عَنْ عَمْرِو بْنِ شُعَيْبٍ عَنْ أَبِيهِ عَنْ جَدِّهِ قَالَ: جَاءَ أَعْرَابِيٌّ إِلَى النَّبِيِّ (صَلَّى اللَّهُ عَلَيْهِ وَ سَلَّمْ) يَسْأَلُهُ عَنِ الْوُضُوءِ فَأَرَاهُ الْوُضُوءَ ثَلاَثًا ثَلاَثًا ثُمَّ قَالَ: “هَكَذَا الْوُضُوءُ فَمَنْ زَادَ عَلَى هَذَا فَقَدْ أَسَاءَ وَتَعَدَّى وَظَلَمَ.”

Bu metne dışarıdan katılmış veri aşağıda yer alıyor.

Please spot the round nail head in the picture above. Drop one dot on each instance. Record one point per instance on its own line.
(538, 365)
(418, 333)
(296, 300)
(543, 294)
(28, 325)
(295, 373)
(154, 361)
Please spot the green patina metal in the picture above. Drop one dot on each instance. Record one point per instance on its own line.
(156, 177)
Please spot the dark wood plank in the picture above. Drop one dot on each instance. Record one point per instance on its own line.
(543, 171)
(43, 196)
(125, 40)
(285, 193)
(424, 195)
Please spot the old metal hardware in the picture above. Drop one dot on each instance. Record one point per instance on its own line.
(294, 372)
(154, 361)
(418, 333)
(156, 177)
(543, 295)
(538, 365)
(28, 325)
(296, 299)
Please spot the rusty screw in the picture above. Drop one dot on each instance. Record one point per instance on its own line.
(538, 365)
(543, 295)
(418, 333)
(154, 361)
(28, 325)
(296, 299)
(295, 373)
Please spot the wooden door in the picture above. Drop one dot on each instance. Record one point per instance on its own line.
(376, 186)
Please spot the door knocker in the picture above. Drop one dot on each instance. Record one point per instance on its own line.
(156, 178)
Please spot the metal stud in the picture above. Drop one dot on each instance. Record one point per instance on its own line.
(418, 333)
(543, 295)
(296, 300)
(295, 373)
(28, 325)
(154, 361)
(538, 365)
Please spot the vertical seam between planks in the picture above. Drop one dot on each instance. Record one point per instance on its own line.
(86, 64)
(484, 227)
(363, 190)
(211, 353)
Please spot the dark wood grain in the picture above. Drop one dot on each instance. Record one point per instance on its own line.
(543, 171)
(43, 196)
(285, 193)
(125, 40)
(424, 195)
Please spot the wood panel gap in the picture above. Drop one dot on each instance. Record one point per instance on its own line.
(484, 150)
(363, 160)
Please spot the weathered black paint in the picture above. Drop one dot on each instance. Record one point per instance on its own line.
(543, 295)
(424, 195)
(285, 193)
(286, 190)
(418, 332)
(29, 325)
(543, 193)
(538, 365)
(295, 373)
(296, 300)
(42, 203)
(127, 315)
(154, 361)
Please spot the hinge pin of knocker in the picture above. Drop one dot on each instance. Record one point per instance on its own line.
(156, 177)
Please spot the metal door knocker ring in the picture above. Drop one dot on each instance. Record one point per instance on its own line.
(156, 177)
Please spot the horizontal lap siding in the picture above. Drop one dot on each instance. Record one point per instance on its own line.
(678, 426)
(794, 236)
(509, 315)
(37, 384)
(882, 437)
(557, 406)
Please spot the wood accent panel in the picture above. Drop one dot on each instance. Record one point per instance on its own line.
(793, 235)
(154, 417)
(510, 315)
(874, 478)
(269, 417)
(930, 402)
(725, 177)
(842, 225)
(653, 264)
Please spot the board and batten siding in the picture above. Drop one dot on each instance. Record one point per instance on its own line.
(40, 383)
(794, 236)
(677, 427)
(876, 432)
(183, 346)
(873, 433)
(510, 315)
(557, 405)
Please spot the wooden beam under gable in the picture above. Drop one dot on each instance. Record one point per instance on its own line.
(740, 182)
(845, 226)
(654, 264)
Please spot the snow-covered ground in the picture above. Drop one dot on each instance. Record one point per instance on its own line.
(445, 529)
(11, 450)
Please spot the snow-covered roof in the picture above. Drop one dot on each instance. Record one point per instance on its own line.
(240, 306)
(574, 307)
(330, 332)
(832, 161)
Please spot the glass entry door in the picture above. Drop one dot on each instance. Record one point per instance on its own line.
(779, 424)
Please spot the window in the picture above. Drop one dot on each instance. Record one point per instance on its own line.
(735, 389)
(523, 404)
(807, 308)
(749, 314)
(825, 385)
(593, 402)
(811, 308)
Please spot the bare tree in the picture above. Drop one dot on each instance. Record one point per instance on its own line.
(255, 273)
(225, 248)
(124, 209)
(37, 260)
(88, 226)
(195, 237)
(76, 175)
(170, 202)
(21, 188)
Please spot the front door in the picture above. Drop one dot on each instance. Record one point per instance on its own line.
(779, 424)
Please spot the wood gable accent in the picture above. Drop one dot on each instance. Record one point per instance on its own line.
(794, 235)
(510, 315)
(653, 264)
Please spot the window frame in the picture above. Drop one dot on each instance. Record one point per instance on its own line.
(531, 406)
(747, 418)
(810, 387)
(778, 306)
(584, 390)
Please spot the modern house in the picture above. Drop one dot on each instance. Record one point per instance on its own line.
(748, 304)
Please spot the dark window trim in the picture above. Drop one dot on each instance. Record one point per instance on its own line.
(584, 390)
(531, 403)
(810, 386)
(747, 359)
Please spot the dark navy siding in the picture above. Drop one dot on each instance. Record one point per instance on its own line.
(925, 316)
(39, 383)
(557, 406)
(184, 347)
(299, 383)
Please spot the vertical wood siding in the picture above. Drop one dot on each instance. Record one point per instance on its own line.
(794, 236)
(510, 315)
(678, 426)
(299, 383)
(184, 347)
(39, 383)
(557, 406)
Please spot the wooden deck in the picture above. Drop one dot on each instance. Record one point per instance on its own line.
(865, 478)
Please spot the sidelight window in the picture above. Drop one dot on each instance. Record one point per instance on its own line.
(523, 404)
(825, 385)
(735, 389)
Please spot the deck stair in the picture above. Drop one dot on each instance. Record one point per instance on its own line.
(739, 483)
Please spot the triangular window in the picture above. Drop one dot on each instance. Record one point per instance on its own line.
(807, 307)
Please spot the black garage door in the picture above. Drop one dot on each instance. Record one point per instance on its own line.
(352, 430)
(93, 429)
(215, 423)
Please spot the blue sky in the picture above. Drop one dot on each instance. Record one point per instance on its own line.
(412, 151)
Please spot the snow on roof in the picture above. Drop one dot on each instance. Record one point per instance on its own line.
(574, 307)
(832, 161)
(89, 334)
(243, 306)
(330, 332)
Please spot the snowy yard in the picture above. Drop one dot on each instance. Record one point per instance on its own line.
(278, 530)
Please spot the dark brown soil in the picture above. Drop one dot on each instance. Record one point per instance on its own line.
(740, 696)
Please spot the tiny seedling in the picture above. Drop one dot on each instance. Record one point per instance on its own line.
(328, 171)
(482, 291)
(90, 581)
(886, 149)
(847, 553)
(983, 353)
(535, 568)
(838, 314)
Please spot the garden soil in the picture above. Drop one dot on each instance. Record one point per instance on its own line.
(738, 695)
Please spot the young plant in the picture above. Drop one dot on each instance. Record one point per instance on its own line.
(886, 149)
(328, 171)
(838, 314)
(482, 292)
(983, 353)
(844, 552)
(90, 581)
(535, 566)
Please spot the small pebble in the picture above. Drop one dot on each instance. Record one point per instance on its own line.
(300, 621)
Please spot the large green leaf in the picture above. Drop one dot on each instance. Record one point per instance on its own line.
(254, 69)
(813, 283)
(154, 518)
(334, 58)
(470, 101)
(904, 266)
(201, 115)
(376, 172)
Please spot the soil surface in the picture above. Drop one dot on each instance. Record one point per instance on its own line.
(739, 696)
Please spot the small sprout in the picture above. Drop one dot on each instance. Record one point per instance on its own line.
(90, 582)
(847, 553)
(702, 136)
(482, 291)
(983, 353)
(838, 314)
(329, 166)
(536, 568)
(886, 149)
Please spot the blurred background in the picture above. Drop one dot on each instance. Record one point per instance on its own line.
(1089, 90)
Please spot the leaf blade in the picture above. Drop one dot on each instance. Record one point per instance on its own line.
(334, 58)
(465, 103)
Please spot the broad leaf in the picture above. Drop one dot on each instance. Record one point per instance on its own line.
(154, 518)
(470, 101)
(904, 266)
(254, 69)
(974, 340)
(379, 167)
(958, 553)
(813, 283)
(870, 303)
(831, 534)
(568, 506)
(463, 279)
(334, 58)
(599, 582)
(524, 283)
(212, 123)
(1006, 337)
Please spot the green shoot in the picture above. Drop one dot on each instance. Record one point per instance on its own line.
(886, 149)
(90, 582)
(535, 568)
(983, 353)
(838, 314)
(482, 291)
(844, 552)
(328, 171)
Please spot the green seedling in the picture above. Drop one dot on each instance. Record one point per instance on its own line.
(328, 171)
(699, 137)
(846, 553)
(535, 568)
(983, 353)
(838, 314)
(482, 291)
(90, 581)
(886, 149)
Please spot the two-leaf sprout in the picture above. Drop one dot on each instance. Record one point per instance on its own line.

Amr b. Şuayb"ın, babası aracılığıyla dedesinden naklettiğine göre, bir bedevî abdest hakkında sorular sormak üzere Hz. Peygamber"e (sav) gelmişti. Peygamberimiz azalarını üçer kere yıkayarak abdesti ona göstermiş ve şöyle buyurmuştu:
“İşte abdest böyle alınır. Kim bundan daha fazlasını yaparsa hatalı davranmış, haddini aşmış ve zulmetmiş olur.”